Se um doente tiver uma forma crónica de doença das vias biliares, o médico pode proceder a uma avaliação no sentido de determinar se existem anomalias do colesterol ou osteoporose. Ambas as situações são mais comuns numa pessoa com anomalias persistentes da drenagem das vias biliares.

Evolução clínica

Para tratar uma obstrução e uma infecção provocadas por um cálculo biliar, os médicos prescrevem, em primeiro lugar, antibióticos. Depois de a infecção ter sido resolvida, o doente deve ser submetido a uma intervenção cirúrgica para remoção da vesícula biliar. Os sintomas causados por uma cicatriz (estenose) podem melhorar rapidamente se o tratamento restabelecer a drenagem da via biliar.

Os sintomas da cirrose biliar primária e da colangite esclerosante primária podem agravar-se progressivamente e conduzir à cirrose e à insuficiência hepática ao fim de vários anos de doença. Quando se desenvolve uma insuficiência hepática, um transplante de fígado pode melhorar a sobrevivência.
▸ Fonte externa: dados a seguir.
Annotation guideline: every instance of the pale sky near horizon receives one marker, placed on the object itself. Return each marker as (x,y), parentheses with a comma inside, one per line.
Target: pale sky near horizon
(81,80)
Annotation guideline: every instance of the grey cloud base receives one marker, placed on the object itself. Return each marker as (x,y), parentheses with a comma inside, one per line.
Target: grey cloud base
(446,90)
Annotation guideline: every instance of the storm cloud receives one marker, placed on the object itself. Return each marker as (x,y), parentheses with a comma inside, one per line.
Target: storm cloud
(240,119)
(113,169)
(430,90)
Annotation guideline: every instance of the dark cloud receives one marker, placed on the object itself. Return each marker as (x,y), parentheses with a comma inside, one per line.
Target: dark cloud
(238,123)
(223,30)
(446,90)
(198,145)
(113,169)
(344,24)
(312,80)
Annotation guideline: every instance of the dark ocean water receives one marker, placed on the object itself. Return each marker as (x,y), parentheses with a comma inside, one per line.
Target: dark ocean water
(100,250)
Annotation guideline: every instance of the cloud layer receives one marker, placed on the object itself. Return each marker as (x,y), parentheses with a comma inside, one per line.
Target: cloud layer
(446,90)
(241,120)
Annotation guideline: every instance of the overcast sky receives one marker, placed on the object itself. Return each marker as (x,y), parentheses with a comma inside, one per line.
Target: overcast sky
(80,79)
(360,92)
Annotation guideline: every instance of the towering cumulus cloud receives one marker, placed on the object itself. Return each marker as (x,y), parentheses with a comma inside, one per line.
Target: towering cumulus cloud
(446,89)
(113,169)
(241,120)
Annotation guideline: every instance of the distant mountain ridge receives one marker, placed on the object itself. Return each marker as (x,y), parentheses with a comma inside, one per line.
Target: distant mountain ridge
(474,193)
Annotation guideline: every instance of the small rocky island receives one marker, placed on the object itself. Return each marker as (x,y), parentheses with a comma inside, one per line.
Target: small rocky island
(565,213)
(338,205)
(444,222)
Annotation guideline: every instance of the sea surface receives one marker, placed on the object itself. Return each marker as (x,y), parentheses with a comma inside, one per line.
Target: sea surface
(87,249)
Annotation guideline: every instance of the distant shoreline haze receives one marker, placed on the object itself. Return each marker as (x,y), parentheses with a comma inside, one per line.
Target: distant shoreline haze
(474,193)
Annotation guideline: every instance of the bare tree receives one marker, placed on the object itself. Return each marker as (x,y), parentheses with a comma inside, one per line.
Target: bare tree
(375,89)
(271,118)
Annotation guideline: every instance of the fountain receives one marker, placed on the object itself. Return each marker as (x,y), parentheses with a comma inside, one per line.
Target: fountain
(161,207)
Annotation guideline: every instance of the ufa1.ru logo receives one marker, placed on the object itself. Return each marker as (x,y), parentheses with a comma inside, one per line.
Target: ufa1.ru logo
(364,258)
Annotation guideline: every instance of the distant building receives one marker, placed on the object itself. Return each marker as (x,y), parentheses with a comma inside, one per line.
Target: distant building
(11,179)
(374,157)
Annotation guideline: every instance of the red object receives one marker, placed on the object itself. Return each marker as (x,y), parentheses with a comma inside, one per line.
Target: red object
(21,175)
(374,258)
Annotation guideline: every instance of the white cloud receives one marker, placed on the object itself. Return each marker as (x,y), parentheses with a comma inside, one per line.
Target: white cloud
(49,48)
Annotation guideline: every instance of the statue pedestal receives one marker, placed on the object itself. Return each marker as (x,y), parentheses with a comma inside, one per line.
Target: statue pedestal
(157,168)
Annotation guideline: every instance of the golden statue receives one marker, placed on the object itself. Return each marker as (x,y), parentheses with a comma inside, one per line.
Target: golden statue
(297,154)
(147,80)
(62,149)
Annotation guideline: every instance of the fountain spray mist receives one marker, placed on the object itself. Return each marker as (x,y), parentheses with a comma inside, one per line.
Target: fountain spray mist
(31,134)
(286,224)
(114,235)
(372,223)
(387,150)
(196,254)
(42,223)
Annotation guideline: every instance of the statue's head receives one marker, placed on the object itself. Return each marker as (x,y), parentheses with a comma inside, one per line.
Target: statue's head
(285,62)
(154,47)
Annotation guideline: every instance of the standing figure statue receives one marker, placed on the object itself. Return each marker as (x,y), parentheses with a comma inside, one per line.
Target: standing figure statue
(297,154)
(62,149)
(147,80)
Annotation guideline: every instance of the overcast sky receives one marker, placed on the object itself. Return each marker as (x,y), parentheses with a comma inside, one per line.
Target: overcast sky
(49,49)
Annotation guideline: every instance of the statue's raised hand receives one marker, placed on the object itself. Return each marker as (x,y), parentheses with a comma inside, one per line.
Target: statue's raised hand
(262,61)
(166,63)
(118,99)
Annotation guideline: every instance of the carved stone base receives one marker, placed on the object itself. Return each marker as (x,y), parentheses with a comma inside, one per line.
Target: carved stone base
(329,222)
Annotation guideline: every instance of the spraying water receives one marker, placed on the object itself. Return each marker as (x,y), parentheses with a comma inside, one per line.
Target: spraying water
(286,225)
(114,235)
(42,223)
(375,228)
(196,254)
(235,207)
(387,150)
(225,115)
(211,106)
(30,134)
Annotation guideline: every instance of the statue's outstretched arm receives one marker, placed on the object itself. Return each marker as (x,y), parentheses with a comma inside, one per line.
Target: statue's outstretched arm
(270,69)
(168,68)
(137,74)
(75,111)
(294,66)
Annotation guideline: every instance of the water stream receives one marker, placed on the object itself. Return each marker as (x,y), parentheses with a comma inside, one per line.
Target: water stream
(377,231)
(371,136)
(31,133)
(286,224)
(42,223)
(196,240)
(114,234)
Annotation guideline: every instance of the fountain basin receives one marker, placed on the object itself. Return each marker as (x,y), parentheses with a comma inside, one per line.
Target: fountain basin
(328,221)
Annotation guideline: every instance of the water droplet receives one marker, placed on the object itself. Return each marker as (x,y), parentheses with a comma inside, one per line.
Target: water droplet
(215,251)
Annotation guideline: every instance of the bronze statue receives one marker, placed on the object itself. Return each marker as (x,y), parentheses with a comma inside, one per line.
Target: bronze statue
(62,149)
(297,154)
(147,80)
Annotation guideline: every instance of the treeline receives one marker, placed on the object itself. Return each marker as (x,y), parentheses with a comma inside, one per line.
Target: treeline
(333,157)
No entanto, a colangite esclerosante primária e a cirrose biliar primária podem recidivar depois do transplante.

Prevenção

Se a pessoa tiver litíase biliar pode prevenir uma obstrução das vias biliares e uma infecção grave (uma colangite ascendente ou uma colecistite) se for submetida a uma colecistectomia. Esta intervenção cirúrgica é habitualmente realizada através de pequenas incisões no abdómen, um procedimento denominado colecistectomia laparoscópica.

Se a pessoa tiver excesso de peso e colesterol elevado irá apresentar um risco mais elevado de desenvolver litíase biliar. Para evitar complicações, deve esforçar-se por manter um peso saudável através de dieta e exercício físico. As mulheres que tomam contraceptivos orais ou terapêutica hormonal de substituição apresentam um risco mais elevado de formarem cálculos biliares e devem tomar em consideração este risco na sua decisão de tomar estes medicamentos. Além disso, uma dieta radical para uma perda de peso rápida pode resultar igualmente na formação de cálculos biliares.

Embora o colangiocarcinoma seja raro, os riscos associados ao seu desenvolvimento incluem o tabagismo, uma dieta com um conteúdo elevado em hidratos de carbono e a litíase biliar.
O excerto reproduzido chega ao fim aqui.